Thursday, we took the train to Peckham Rye to see Lyndon Hayes and Jo Smith. Lyndon did The Scaremongers covers and is doing a drawing of the boy for his Mum’s Christmas present. We had a lovely lunch in Peckham Rye Park and then walked back via Dulwich and Tulse Hill. It was the first gorgeous day of the year, in fact since the boy was born in November, so we got him out of the pram and into his Baby Bjorn. For the first time, we had him facing out toward the world, (rather than in toward my chest) and I think he liked it. He’s such an alert kid with a strong neck, and it seems cruel to keep him pegged in if the weather allows.
Friday, Fi took him off to Balham to see one of his pals, so I got the house to myself for a few hours. I got a *lot* done. In the garden, I planted Jasmine to go around the summerhouse, crocuses and tulips, and I weeded. I need to plant the meadow, which will be all I intended to do out there this summer, I think I’m going to be too busy.
Back inside, I built a small website at smithylad.com, (which at present looks shamefully like Tom Taylor’s site, as I’m leaching his css – sorry, Tom, but yours is exactly how I want mine to look. I *will* change it, but I’m not sure how) and arranged for clattermonger.com to point at this blog. I answered a lot of email, and ordered a new mobile phone, did my washing, which had been piling up. I contacted two venues for Ignite Music, as we are going to have way too many people for the Horse and Groom.
I worry that my 2 month break from work will result in nothing, that I won’t have created anything new, won’t have built anything new, organised anything, finished off any existing projects etc. This is probably the one time in my life where I’m going to get a lump of time like this, and it’s going to break my heart if I waste it. These weeknotes are my way to tell myself I’m doing alright, that there are things I’m doing which I’ll be pleased with myself for doing. It’ll never be enough for me, obviously, but something is better than nothing, and I’m doing a lot more than something.
Today’s New Favourite Best Song Ever
I’m rapidly becoming a fanboy of Official Secrets Act. So Tomorrow is a great song, but the rest of the album is superb, too. Worth checking out.

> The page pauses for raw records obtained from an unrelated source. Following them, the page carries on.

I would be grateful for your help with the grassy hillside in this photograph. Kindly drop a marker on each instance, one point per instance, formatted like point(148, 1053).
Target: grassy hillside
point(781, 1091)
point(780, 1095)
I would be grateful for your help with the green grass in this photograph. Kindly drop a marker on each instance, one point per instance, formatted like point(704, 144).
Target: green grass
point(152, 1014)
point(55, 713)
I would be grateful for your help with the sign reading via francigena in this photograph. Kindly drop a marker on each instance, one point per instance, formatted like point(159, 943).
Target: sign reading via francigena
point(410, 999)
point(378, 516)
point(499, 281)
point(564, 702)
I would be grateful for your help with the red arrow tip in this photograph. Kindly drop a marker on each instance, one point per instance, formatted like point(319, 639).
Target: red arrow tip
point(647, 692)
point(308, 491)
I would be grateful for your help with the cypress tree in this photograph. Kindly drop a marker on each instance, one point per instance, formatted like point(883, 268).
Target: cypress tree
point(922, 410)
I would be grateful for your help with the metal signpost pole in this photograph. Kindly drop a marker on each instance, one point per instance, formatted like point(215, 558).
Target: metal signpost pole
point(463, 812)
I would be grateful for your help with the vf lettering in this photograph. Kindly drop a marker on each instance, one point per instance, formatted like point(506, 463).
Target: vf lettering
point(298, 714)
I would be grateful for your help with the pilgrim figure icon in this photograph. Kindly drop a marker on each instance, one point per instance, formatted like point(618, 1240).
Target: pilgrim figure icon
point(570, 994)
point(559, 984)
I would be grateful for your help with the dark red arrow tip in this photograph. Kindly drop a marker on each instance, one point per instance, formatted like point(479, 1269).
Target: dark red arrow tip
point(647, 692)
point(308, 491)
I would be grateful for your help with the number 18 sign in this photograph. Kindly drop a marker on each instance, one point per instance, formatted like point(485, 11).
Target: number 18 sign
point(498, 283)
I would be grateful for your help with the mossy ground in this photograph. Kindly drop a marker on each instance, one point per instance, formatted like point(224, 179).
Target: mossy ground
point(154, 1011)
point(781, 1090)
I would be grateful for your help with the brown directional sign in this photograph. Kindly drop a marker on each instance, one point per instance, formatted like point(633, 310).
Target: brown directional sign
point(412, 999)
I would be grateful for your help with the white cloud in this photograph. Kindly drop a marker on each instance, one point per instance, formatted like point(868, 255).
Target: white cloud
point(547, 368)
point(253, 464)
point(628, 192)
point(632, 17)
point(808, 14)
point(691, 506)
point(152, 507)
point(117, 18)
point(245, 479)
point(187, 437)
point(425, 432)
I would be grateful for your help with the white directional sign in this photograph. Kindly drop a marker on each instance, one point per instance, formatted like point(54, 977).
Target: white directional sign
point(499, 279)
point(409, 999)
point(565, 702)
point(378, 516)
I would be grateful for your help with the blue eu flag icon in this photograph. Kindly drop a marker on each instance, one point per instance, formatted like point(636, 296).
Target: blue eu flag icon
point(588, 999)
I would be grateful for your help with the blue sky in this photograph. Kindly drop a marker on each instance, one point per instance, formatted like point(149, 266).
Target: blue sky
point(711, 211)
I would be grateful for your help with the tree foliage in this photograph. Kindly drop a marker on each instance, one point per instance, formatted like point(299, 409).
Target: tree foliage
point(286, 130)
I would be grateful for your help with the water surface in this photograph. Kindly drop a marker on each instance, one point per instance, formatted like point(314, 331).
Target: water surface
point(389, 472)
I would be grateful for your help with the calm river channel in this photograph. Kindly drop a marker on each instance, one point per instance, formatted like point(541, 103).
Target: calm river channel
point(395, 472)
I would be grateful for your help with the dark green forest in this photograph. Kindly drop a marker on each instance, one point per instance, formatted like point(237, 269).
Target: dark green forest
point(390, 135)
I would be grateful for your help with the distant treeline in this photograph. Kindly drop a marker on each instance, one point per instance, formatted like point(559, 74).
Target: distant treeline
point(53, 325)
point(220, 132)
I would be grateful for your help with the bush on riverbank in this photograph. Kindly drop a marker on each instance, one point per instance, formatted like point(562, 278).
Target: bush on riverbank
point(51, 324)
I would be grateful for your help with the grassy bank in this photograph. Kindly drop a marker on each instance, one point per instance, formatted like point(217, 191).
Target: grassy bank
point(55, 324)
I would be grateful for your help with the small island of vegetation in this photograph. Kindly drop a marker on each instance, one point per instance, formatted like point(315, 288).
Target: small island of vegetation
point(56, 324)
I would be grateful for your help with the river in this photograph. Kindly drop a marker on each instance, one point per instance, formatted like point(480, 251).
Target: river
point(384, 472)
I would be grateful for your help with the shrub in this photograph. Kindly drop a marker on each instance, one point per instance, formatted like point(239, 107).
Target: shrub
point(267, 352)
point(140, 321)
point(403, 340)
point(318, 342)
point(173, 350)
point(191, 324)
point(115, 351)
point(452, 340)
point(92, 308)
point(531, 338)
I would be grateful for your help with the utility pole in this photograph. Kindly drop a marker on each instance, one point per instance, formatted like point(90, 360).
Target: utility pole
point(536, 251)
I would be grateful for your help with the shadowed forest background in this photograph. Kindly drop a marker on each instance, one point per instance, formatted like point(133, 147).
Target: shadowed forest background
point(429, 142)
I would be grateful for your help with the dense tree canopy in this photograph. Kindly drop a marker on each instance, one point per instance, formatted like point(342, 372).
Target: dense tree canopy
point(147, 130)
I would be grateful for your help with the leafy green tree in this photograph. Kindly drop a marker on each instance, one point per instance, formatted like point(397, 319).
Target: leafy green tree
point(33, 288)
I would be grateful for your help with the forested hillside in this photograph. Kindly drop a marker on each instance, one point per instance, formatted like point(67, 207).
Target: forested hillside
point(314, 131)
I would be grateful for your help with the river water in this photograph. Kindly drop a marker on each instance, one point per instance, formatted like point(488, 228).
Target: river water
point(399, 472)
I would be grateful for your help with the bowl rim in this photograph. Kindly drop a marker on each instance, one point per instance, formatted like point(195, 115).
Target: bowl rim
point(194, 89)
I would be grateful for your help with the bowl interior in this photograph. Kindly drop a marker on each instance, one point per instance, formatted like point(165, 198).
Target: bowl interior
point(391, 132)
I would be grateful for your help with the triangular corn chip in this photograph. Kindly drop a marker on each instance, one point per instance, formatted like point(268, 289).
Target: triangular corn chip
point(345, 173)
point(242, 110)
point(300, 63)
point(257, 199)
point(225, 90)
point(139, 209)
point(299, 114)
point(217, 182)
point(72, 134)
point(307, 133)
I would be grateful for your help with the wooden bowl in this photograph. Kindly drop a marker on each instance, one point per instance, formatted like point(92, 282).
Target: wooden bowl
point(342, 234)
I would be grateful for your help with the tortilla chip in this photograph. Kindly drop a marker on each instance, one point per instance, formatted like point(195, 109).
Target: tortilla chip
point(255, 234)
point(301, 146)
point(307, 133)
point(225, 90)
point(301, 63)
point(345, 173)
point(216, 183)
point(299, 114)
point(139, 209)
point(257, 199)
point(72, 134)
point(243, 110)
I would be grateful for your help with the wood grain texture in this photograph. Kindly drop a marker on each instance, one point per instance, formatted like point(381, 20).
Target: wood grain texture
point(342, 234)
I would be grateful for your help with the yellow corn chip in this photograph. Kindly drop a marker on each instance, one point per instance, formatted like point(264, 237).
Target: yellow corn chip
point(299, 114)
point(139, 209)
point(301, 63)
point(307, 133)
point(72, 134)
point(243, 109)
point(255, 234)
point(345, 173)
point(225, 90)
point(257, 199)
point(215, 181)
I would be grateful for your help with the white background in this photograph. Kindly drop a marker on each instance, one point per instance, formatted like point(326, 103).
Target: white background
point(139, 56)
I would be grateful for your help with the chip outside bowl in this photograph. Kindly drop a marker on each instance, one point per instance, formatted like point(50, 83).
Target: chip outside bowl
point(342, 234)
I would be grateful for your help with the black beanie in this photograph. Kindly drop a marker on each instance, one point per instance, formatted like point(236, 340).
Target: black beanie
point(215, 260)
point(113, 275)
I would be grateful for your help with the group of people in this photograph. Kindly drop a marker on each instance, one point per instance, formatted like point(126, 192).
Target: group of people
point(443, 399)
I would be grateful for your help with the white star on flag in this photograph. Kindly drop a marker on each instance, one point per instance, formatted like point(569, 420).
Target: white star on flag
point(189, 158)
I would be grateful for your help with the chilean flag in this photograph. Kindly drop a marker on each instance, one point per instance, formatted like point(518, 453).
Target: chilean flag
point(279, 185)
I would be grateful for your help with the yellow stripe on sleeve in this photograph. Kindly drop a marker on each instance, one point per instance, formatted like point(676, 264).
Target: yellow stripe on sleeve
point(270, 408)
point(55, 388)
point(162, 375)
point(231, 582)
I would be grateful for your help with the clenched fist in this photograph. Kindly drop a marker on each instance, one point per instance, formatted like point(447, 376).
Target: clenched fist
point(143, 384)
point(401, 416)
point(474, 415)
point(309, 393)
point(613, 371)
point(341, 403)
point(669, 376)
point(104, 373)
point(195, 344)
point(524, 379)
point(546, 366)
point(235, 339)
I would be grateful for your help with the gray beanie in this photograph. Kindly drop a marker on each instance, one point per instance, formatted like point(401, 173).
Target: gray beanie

Today’s New Favourite Best Song Ever
Leiber and Stoller are my favourite songwriters. This was their first hit. I love Elvis‘ version, and I love the Big Mama Thornton original just as much.
http://www.youtube.com/watch?v=5XUAg1_A7IE
Leiber and Stoller’s joint autobiography, Hound Dog, is well worth a read. I read it in a day, the first and only time I’ve ever managed that.
The Studio, The Mouse and The Soup – Weeknotes 2
The pleasure of waking up Monday morning – indeed the pleasure of going to bed on a Sunday night – without the thought that a new week of work is looming was immense. With nothing to do, we took ourselves off to Hampton Court, the three of us and pal Mike, where we visited the maze (rather than the house), the tea shop, (great cakes!) and took a walk through Bushey Park to Kingston. It was fantastic going into Waterstones in the Bentall Centre as a customer and not as work.
I’ve really missed that kind of mid-week, for the fun of it, lazy day – I used to do tons of it when I was younger, but these days there never seems to be time.
Tuesday my colleague Caitlin came around to declassify the Mac that work is letting me keep. It was cathartic to see a pal from O’Reilly, especially someone I’m keen to keep up with. We had biscuits, we had jaffa cakes, we had sausage and egg. A lovely way to sign off from the old place. I think that’s the last dealings I’ll have with them in an official capacity after 12 years. It’s going to take a long time to sink in, I think.
With regards the laptop, I’m going to make it my music computer. I have a dozen projects in my head that I need a proper set up for. I particularly need a decent-sized keyboard – I’ve been trying to work with a two-octave midi thing, and for what it is it’s perfectly alright, but I need to get both my hands on the keyboard. I also ordered an East-West Virtual Orchestra, which is going to be great fun to play with.
Wednesday I made a bit of soup – my first for a few months, predominantly carrot and potato. Chris Aldridge, the carpenter we’ve used for so much of our home improvements, came around to measure up for bookshelves in the office. I won’t be working from home from now on, so the spare room which for 8 years has been taken up with a desk, printer etc is going to become a family room. My music stuff is still going to be in there, but generally we want it to be a fun place that can get bashed about without worry. Of particular concern are the towering, free-standing bookshelves, which we’re fearful could be pulled over once Arlo starts to move around. To get the room right, we need to pull the 1950s fireplace out, (I like it, Fi doesn’t), carpet throughout, and decide what other furniture we need to have. We need to ditch a sofa or two, but they’re proving tough to let go of.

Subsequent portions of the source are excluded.